TORONTO – A recent study suggests men who regularly post selfies on social media are more likely to be narcissistic and have psychopathic tendencies.
“Selfies aren’t necessarily 100 per cent of the time going to tell you that someone has these dark personality traits,” said Jesse Fox, Assistant Professor at the School of Communication at Ohio State University. “If someone’s posting a lot of selfies, you should kind of pause, scratch your head, and maybe think of that as a warning sign, and see if there’s other evidence, whether or not they’re showing other narcissistic behaviours, or if they’re showing other elements of psychopathy.”
The study was published in the Journal Personality and Individual Differences.
Ohio State University conducted the online survey. They asked 800 men between 18 and 40 years old about their selfie habits, including how many photos they were taking on a weekly basis and how many selfies they were posting to social media.
“What we saw was an association between higher levels of narcissism, and higher levels of psychopathy, and those individuals posting more selfies on social media,” said Fox.
Psychotherapist Kimberly Moffit said selfies are healthy in moderation.
“When someone takes a lot of selfies and they need that external validation, it’s just a sign of inner insecurity and the need for external approval,” said Moffit.
So does this mean we are becoming more narcissistic? Or are we just finding more ways of expressing our narcissism?

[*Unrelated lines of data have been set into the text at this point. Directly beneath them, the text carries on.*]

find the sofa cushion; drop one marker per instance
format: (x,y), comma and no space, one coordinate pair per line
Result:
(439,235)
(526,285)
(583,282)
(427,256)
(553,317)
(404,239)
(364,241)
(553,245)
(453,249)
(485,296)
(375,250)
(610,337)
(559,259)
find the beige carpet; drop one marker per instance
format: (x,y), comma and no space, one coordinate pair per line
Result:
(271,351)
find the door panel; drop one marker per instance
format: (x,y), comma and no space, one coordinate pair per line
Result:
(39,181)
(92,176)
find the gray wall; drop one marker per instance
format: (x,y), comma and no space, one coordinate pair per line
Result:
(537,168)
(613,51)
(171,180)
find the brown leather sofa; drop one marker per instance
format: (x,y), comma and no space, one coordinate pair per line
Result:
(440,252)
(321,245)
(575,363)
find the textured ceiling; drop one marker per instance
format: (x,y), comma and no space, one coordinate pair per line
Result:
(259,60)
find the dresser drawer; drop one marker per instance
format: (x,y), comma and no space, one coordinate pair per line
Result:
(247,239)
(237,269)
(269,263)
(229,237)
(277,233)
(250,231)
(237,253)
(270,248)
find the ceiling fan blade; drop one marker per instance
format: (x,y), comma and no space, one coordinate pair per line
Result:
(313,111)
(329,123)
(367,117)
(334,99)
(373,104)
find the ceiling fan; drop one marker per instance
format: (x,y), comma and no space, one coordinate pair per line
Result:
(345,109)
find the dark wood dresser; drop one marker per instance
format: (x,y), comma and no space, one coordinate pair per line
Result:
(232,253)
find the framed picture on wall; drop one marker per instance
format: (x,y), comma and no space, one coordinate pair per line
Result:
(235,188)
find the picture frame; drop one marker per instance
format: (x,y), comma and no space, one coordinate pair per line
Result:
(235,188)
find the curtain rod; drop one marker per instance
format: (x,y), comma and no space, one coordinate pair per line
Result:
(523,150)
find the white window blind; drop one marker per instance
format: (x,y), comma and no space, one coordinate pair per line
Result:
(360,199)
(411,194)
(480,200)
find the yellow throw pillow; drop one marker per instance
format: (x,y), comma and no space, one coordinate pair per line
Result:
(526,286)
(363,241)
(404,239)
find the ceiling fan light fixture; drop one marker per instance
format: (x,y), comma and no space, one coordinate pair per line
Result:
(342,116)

“Vanity and narcissism has always existed in society,” said Moffit. “But I think with the rise of selfies, it gives people who have those qualities in them an outlet.”
Celebrities like Justin Bieber and Kim Kardashian are notorious for posting selfies. Ellen DeGeneres’s picture from the 2014 Oscar’s was widely circulated on social media.
“You have to feed your own publishing empire,” said marketing expert Tony Chapman. Chapman said the selfie is not just ego-based, it is about creating your personal brand.
“Selfies are very easy content to publish. I don’t need a partner in crime, I don’t even need to put a word to type out. I just put my picture out,” said Chapman.
The study only looked at the tendencies in men and researchers are currently looking at the habits of women.